This study shows that mutation-informed predictive modeling can effectively distinguish isoniazid and/or rifampicin resistance and MDR-TB through strong internal validation. Using a streamlined set of predictors based on well-known resistance-conferring mutations, the models demonstrated consistent performance within the study dataset. Logistic regression provided clear effect estimates suitable for clinical interpretation, while ML approaches mainly served as robustness checks rather than offering significant predictive improvements. Importantly, these findings should be viewed as a proof-of-concept based on a single regional cohort. Although internal cross-validation indicated model stability, external and temporal validation in independent populations will be necessary to confirm model calibration, transferability, and practical use before adopting it routinely. Beyond predictive modelling, this study proposes a governance-linked framework that combines molecular diagnostics with risk-based clinical pathways and community-centred education strategies. This systems-focused approach shows how predictive outputs could be integrated into existing TB program structures to support reflex diagnostic testing, reduce delays in treatment initiation, and improve adherence support in resource-limited settings. In high-burden rural areas like the Eastern Cape, mutation-informed risk stratification might offer a practical way to improve TB program responsiveness and optimize limited diagnostic resources. Future research should focus on prospective validation, multi-centre replication, and implementation studies to assess real-world effectiveness and uncertainties. Adding more clinical and behavioral predictors could further enhance model performance and operational usefulness.

Author Contributions

S.C.: Conceptualization, methodology, writing—original draft preparation. N.S.: Conceptualization, methodology, review, and editing. N.D.: Conceptualization, methodology, co-supervision, review, and editing. L.M.F.: Conceptualization, methodology, supervision, formal analysis, data interpretation, writing—original draft, review, and editing. M.C.H. and T.A.: Literature review, methodology, review, and editing. N.D.: Supervision, review and editing, and final approval of the manuscript. All authors have read and agreed to the published version of the manuscript.

Funding

This research received no specific grant from any funding agency in the public, commercial, or not-for-profit sectors. Institutional support was provided by Walter Sisulu University, Faculty of Health Sciences.
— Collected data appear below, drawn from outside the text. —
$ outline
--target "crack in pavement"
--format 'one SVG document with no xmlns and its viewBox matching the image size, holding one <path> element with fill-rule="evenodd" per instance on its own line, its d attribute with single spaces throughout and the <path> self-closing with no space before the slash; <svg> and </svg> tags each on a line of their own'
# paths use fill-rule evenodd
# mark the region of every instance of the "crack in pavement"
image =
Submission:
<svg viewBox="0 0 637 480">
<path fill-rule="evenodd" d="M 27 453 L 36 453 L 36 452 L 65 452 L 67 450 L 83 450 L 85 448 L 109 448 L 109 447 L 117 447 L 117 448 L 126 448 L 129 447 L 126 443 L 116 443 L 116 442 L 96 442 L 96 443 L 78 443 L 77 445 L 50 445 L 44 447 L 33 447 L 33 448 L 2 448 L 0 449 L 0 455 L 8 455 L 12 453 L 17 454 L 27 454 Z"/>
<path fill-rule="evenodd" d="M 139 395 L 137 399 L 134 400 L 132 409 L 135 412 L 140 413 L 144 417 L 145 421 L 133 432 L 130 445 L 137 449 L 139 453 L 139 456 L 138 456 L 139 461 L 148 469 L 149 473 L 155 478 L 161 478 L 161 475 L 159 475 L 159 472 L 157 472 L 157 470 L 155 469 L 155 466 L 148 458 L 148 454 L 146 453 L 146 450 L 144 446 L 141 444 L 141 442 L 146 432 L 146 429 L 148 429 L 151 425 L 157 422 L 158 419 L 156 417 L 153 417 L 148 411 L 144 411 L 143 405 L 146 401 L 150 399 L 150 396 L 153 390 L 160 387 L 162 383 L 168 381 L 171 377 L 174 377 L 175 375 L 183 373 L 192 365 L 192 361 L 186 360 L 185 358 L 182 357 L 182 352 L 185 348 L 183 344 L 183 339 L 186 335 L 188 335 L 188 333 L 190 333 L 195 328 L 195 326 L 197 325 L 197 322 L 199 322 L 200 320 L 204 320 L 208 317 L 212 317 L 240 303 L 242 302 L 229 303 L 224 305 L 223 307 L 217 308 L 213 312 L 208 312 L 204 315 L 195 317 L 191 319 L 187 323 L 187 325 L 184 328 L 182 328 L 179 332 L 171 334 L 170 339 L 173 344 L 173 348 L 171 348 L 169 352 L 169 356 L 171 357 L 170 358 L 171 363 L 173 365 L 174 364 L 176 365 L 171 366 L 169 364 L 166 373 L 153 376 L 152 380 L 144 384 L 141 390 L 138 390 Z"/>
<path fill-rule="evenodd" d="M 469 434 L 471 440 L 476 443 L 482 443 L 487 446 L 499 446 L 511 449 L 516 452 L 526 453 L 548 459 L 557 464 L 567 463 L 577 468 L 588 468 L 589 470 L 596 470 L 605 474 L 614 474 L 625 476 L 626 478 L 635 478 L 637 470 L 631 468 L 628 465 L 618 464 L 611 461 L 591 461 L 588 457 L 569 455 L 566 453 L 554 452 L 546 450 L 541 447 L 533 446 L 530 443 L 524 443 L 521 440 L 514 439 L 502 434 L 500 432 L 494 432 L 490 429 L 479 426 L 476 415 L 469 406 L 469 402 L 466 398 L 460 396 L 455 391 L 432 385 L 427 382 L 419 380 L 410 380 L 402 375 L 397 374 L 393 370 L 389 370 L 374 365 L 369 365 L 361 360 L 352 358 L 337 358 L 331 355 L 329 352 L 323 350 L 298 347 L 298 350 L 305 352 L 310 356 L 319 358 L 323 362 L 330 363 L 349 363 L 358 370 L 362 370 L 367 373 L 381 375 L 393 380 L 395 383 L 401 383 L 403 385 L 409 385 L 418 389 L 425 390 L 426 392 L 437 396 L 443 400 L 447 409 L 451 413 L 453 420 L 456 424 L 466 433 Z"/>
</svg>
Institutional Review Board Statement

This follow-up study was approved by the Walter Sisulu University Human Research Ethics Committee (WSU HREC 105/2025, approved on 9 July 2025) and the Eastern Cape Department of Health Research Ethics Committee (EC_202507_030, approved on 11 July 2025). All data were anonymized prior to analysis, and no personal identifiers were used. The research adhered to the principles outlined in the Declaration of Helsinki.

Informed Consent Statement

Informed consent was not required for this study because it involved a retrospective analysis of routinely collected de-identified laboratory and clinical data. The research did not involve direct patient contact, interaction, or additional specimen collection. All data were anonymized before analysis, and no identifiable personal information was accessible to the research team.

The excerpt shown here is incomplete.